One of Gina Rinehart’s children has dropped out of her litigation against Australia’s richest person, leaving her two siblings to carry on with the legal action alone.
Rinehart has reached a settlement with her daughter Hope Welker, who has split with her husband and was struggling to support her two young children in New York without an income.
According to a report in The Age, Welker wrote to her mother days before Christmas seeking a settlement.
Welker also wrote to her half-brother, John Hancock, and half-sister, Bianca Rinehart, informing them of her decision to withdraw from the litigation that the three children had launched in September.
The litigation sought to remove the mining magnate as trustee from the Hope Margaret Hancock Trust, which controls the Rinehart fortune, alleging ”deceptive, manipulative and disgraceful conduct”.
Rinehart hit back, saying her children, “who either do not work, or do not work full-time“, should stop any action against her.
The trust was set up in 1988 to hold the shares their grandfather and grandmother had left to them. It currently holds just under 25% of Hancock Prospecting, which includes a 50% stake in the iron ore company Hope Downs.
Gina became trustee of the discretionary trust when her father died in March 1992 and it was set to vest in September 2011, when Rinehart’s fourth and youngest child, Ginia Rinehart, turned 25.
But Rinehart and her children agreed in 2006 to extend the vesting date of the trust and Ginia chose not to participate in the subsequent litigation, siding with her mother.
Welker is expected to apply for leave to withdraw from the case on March 12, when a directions hearing is set.
Emails obtained by The Age reveal Hope’s husband, Ryan Welker, believes he was forced to resign from the board of Mineral Resources in October 2011 after he was appointed as a director in 2010.
The day before Welker’s resignation from Mineral Resources – and three weeks after legal action was launched against Rinehart – executive director Chris Ellison said:
”We are getting serious heat from HPPL on the board position and they will soon have it all over the media, which I can’t afford, and I hope you understand I have enjoyed having your support and, as a director and friend, hope you understand – I just don’t want MRL caught up in a bloodbath, Chris.”

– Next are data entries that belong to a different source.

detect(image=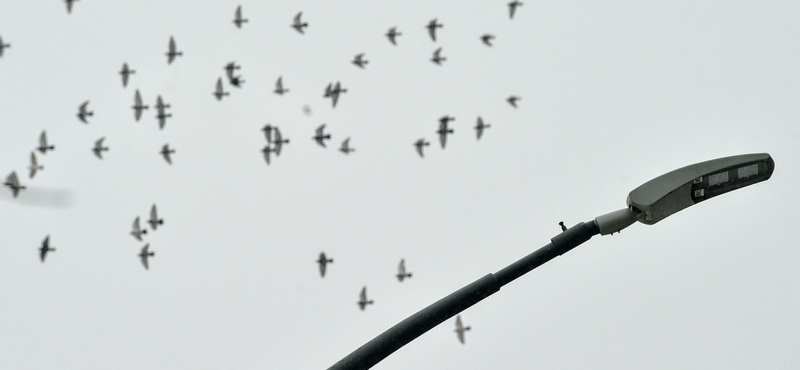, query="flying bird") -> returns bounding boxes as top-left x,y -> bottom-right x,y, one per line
166,36 -> 183,64
356,286 -> 375,311
131,216 -> 147,241
475,116 -> 492,140
159,144 -> 175,164
119,63 -> 136,87
78,100 -> 94,123
92,136 -> 108,159
436,116 -> 455,149
28,152 -> 44,178
386,27 -> 403,46
36,131 -> 56,154
131,89 -> 150,122
139,244 -> 156,270
233,5 -> 248,28
39,235 -> 56,263
414,139 -> 431,158
3,171 -> 25,198
455,315 -> 471,344
312,123 -> 331,148
353,53 -> 369,69
317,252 -> 333,277
395,259 -> 411,283
425,18 -> 443,42
292,12 -> 308,34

On January 4, 2013, Hancock Prospecting announced it had ceased to be a substantial shareholder, selling almost 15 million shares in Mineral Resources.
The Australian reports Welker and her husband have been struggling financially for more than a year, liquidating their assets to fund $400,000 in legal bills and to cover living costs.
“Hope is completely broke,” a source close to the family told the newspaper.
In an email sent in September 2011, Welker told her mother that she could not afford to pay for a cook, housekeeper or bodyguard because “I’m down to my last $60,000”.
“I should have enough money to have a bodyguard, housekeeper and cook,” she wrote.
“Even my friends who have nothing compared to your wealth have more staff.”